To be clear, I am not saying the creation or expansion of programs aren’t worthy causes. What I am saying is that during a global pandemic, in this time of uncertainty, where New Jerseyans and New Jersey businesses are having to reallocate, reprioritize and adapt to this new normal, I think government should do the same.
Any last thoughts?
The apartment industry has been on the front lines of this crisis from the beginning, yet there is little recognition of this fact. Having said that, landlords don’t want a ‘thank you’ from government — they want policies that will help them stay afloat. They don’t want policies that would exacerbate an already devastating problem. At the end of the day, the business of residential real estate relies on rent revenue to be viable. Rent revenue is the lifeblood of our industry. If policies are implemented in a manner that unnecessarily restricts or eliminates that revenue, the ramifications will go well beyond just those owners. I may sound like a broken record on this, but policymakers must recognize that landlords are not isolated from tenants, employees, other businesses or governmental entities.
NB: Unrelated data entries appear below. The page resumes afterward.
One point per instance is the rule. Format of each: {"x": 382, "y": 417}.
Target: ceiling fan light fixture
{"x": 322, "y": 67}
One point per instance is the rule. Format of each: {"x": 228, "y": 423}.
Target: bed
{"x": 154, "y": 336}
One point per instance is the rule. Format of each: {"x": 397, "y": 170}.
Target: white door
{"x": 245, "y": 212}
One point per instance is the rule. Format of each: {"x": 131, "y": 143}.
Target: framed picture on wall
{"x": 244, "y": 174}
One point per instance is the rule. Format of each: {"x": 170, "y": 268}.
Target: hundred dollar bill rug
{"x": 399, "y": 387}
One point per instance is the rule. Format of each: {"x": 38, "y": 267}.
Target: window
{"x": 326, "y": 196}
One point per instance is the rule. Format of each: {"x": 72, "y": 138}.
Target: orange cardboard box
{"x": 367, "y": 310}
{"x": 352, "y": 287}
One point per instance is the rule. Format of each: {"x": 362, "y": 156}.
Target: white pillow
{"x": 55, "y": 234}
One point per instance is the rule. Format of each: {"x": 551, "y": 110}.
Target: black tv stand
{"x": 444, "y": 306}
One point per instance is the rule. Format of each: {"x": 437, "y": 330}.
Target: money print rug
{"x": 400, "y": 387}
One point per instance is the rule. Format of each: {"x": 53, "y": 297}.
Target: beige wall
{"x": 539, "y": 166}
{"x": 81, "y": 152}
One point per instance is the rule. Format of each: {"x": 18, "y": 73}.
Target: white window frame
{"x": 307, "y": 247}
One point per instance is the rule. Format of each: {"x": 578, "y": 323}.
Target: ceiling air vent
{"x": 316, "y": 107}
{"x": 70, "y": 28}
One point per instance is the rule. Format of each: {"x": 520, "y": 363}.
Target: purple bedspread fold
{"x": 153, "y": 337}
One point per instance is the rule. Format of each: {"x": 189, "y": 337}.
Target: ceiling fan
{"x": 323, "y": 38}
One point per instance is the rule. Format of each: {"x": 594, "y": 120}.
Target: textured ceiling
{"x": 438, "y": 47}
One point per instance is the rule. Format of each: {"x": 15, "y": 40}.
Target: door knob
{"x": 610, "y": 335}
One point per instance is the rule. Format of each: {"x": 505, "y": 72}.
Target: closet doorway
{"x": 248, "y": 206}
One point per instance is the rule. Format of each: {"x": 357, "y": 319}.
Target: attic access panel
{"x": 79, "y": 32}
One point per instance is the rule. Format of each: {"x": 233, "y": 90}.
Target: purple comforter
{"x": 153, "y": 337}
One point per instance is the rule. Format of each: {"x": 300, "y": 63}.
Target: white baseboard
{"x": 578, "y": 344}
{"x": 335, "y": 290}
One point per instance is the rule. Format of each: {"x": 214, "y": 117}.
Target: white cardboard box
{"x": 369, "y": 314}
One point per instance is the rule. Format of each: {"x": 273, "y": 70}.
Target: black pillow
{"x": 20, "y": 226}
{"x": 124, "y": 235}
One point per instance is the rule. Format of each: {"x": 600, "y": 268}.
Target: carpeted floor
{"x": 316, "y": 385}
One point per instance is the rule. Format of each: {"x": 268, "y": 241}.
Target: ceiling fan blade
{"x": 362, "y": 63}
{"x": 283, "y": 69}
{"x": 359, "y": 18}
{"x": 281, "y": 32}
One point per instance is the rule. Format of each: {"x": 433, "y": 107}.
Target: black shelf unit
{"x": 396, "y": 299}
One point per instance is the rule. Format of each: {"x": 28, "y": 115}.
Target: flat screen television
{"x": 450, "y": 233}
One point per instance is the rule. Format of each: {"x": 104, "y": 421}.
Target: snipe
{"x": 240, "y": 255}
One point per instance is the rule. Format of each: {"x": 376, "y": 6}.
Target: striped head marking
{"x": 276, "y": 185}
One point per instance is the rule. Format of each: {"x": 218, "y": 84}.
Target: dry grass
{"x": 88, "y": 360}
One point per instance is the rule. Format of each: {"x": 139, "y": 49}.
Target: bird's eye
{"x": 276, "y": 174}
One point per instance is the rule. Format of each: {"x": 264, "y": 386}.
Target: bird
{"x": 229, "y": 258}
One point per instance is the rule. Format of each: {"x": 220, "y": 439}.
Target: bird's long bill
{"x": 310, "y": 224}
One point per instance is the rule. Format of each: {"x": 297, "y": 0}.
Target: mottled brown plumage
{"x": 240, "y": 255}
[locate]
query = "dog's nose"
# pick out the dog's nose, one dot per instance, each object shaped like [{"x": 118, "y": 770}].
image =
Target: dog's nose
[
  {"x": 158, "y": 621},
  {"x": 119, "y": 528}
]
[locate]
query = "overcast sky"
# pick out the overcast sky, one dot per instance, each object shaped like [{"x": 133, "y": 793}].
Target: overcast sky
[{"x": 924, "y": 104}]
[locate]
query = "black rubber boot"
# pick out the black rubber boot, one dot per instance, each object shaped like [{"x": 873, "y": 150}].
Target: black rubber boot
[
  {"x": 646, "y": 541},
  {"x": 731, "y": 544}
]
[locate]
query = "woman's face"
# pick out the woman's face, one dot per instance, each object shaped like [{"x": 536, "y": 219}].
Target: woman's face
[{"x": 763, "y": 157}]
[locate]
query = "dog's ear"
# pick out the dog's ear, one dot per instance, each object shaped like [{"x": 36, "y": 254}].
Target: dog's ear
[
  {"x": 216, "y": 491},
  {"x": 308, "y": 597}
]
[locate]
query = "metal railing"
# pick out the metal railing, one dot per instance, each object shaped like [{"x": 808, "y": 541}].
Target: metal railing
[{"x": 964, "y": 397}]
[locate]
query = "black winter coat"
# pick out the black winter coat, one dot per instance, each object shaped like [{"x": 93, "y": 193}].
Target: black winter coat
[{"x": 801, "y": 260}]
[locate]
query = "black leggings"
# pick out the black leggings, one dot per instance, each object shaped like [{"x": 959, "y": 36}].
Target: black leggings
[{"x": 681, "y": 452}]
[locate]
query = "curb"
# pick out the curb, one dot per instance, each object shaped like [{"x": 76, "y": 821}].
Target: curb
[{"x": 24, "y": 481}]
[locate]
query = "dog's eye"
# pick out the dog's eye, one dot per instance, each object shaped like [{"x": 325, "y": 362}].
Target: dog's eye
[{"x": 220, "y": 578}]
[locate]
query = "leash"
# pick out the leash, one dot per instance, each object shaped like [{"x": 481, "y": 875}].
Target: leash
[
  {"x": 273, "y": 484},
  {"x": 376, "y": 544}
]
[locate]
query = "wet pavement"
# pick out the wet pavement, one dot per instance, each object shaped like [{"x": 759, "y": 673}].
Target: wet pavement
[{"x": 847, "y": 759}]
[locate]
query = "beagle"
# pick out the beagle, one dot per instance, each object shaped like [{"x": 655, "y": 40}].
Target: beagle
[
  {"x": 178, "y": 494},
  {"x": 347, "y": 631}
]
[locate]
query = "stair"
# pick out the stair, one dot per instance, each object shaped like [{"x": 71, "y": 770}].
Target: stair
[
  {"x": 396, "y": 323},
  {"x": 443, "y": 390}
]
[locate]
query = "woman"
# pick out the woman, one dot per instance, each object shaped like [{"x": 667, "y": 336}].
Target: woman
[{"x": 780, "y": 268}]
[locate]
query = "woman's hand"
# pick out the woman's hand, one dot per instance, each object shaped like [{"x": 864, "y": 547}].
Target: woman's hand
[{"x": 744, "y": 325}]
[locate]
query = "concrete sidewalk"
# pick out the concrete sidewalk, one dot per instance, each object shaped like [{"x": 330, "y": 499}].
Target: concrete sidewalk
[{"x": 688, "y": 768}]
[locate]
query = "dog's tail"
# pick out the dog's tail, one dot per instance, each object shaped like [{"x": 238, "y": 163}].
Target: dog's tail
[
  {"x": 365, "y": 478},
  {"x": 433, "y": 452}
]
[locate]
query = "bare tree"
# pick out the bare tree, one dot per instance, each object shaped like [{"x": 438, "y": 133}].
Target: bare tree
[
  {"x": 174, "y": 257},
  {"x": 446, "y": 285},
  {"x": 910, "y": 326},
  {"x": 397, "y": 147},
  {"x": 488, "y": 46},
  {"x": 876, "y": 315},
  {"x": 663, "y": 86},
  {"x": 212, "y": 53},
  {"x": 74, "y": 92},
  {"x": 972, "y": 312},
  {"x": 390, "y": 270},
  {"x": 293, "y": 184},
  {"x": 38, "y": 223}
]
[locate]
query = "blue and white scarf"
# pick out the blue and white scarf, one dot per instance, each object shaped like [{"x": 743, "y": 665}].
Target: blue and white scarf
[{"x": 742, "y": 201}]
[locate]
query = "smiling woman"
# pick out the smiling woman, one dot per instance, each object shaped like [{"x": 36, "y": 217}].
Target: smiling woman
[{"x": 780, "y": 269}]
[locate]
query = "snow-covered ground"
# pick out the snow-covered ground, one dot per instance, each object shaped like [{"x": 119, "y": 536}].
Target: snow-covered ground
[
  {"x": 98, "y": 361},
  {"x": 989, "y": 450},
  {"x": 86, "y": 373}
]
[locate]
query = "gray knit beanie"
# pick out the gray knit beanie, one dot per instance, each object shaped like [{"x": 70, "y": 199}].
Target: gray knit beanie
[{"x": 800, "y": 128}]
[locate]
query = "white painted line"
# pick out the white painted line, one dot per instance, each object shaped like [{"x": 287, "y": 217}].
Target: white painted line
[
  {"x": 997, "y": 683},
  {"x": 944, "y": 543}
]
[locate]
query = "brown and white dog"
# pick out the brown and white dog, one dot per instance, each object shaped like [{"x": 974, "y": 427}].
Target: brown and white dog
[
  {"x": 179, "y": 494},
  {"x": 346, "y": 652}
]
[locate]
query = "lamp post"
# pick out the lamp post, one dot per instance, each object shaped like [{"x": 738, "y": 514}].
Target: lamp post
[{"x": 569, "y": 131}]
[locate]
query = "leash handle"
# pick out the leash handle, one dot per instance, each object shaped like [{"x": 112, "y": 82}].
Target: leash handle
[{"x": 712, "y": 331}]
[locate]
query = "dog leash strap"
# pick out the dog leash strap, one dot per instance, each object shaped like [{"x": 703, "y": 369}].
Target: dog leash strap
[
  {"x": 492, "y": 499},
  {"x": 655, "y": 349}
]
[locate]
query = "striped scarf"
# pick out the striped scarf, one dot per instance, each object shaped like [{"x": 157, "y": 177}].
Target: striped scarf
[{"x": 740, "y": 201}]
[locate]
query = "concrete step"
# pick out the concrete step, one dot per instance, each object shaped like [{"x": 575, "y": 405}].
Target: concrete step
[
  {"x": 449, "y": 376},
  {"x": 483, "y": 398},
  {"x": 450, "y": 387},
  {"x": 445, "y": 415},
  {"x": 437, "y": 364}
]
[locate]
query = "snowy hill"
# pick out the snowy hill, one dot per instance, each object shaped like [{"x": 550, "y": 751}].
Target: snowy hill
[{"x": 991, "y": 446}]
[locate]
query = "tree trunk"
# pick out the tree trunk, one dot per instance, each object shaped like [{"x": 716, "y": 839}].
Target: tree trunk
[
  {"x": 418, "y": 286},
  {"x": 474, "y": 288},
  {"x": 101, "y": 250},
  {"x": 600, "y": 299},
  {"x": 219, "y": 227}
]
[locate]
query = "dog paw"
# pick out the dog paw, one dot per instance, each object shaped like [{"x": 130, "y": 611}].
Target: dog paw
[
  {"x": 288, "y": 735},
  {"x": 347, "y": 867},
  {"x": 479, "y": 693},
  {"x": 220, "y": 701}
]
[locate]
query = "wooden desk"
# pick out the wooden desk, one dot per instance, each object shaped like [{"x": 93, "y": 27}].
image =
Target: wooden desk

What I mean by that is that if the state decides on a policy that restricts or virtually eliminates rent revenue, there will be many more entities and people hurt by that decision.
The discussions up until now seem to indicate that some legislators still believe that helping tenants at the expense of landlords, without providing financial assistance, is the answer to the potential eviction crisis. However, they fail or refuse to recognize the downstream impacts that will not only hurt government itself (by eliminating tax revenue), but also that it will have negative effects on the tenants they are trying to help. I will admit that the negative effects on tenants may be months or years down the road with the eviction moratoriums in place, but they are coming if government takes this shortsighted approach.
Furthermore, the collateral damage of such policies will unnecessarily increase one of the most ubiquitous and onerous taxes New Jersey has to offer, our property taxes. Every election cycle includes one or both parties talking about what they will do for homeowners as it pertains to property taxes. If you want to mitigate the increase in property taxes, provide financial assistance to tenants. It is that simple.
In short, policies that help tenants in the near term without any assistance or compensation for landlords will trigger a negative domino effect that will hurt millions of New Jerseyans and the state itself. We have been saying this from the beginning of the crisis, and my only hope is that policymakers recognize that we not only have to look at what is happening today or tomorrow, but also months and years down the road.